THE JOURNEY TO THE FRONT
We made a triumphant departure from Carlow, preceded down to the station by the band of the N.V. We were told off to prevent anybody entering the station, but all the men entered magnificently, saying they were volunteers, and the women and children rushed us with the victorious cry, “We’ve downed the p’lice.” We steamed out of the station while the band played “Come back to Erin” and “God save Ireland,” and made an interminable journey to Dublin. At some of the villages they cheered, at others they looked at us glumly. But the back streets of Dublin were patriotic enough, and at the docks, which we reached just after dark, a small, tremendously enthusiastic crowd was gathered to see us off.
They sang songs and cheered, and cheered and sang songs. “I can generally bear the separation, but I don’t like the leave-taking.” The boat would not go off. The crowd on the boat and the crowd on the wharf made patriotic noises until they were hoarse. At midnight our supporters had nearly all gone away. We who had seen our motor-cycles carefully hoisted on board ate the buns and apples provided by “Friends in Dublin” and chatted. A young gunner told me of all his amours, and they were very numerous. Still—
For my uncle Toby’s
amours running all the way in my head,
they had the same effect upon me as if they had been my
own—I was in the most perfect state of bounty and goodwill—
So I set about finding a place for sleep.
The whole of the Divisional Headquarters Staff, with all their horses, were on the Archimedes, and we were so packed that when I tried to find a place to sleep I discovered there was not an inch of space left on the deck, so I passed an uncomfortable night on top of some excruciatingly hard ropes.
We cast off about one in the morning. The night was horribly cold, and a slow dawn was never more welcomed. But day brought a new horror. The sun poured down on us, and the smell from the horses packed closely below was almost unbearable; while, worst of all, we had to go below to wash and to draw our rations.

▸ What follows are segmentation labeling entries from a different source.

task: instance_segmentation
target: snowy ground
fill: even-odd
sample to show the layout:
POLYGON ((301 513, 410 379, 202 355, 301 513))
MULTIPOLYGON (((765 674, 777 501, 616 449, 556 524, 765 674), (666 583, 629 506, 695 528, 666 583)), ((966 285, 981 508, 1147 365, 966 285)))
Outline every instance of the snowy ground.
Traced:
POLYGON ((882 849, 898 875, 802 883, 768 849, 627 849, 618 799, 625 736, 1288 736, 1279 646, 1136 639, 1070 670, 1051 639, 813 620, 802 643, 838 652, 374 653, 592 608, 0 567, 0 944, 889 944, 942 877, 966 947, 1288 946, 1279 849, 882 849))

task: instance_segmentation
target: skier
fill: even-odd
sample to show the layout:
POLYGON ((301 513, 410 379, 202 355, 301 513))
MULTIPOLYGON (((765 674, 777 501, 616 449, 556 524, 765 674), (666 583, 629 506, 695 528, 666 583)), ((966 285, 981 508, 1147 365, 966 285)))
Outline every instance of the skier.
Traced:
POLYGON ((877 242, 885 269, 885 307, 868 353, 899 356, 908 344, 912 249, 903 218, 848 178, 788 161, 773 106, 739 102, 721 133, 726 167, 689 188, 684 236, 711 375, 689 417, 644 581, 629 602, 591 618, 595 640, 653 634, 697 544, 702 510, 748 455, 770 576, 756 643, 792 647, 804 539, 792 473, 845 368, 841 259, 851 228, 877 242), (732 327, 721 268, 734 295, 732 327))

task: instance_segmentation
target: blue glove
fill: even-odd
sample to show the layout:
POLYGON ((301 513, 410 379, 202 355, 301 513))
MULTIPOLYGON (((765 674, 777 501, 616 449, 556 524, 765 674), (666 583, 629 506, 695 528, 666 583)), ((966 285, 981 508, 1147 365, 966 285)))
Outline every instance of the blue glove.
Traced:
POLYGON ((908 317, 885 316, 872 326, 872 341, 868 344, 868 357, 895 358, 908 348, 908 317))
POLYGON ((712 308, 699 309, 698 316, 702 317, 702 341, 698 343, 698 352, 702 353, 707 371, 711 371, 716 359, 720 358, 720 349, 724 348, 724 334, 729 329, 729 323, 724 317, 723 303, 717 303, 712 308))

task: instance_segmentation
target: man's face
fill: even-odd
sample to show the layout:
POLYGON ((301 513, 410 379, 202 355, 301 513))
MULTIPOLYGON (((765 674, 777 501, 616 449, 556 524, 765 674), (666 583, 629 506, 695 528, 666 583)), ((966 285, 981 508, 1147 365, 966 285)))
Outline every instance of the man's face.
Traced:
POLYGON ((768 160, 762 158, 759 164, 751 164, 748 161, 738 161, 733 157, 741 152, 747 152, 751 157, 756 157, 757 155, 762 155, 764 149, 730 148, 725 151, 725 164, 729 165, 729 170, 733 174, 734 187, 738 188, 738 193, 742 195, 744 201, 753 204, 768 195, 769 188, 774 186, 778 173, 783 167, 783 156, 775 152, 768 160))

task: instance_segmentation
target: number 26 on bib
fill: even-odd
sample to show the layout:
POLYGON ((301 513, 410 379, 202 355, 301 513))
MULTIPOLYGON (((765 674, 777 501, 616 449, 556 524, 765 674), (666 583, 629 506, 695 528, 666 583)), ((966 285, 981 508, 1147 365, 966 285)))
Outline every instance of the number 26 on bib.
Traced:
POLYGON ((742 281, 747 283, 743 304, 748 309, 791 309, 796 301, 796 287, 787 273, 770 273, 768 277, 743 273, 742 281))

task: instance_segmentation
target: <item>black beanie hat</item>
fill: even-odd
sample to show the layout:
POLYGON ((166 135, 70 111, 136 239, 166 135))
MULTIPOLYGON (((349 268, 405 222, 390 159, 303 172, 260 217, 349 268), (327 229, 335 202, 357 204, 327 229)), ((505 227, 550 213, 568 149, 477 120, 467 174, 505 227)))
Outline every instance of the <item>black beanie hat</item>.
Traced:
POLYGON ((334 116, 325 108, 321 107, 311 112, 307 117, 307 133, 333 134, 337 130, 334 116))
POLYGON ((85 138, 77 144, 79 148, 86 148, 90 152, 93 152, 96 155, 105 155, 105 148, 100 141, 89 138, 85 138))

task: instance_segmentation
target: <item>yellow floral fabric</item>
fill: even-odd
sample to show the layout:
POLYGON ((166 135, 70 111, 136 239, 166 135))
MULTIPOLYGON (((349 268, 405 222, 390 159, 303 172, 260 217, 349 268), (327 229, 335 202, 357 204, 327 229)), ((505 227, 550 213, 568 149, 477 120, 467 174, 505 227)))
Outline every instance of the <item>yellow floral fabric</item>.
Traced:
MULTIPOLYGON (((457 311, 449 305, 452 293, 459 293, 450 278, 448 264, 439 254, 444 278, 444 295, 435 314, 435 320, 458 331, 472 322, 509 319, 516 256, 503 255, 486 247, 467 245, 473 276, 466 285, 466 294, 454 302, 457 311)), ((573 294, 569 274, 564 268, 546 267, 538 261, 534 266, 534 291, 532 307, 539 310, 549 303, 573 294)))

Then I was first introduced to bully. The first tin tastes delicious and fills you rapidly. You never actually grow to dislike it, and many times when extra hungry I have longed for an extra tin. But when you have lived on bully for three months (we have not been served out with fresh meat more than a dozen times altogether), how you long for any little luxuries to vary the monotony of your food!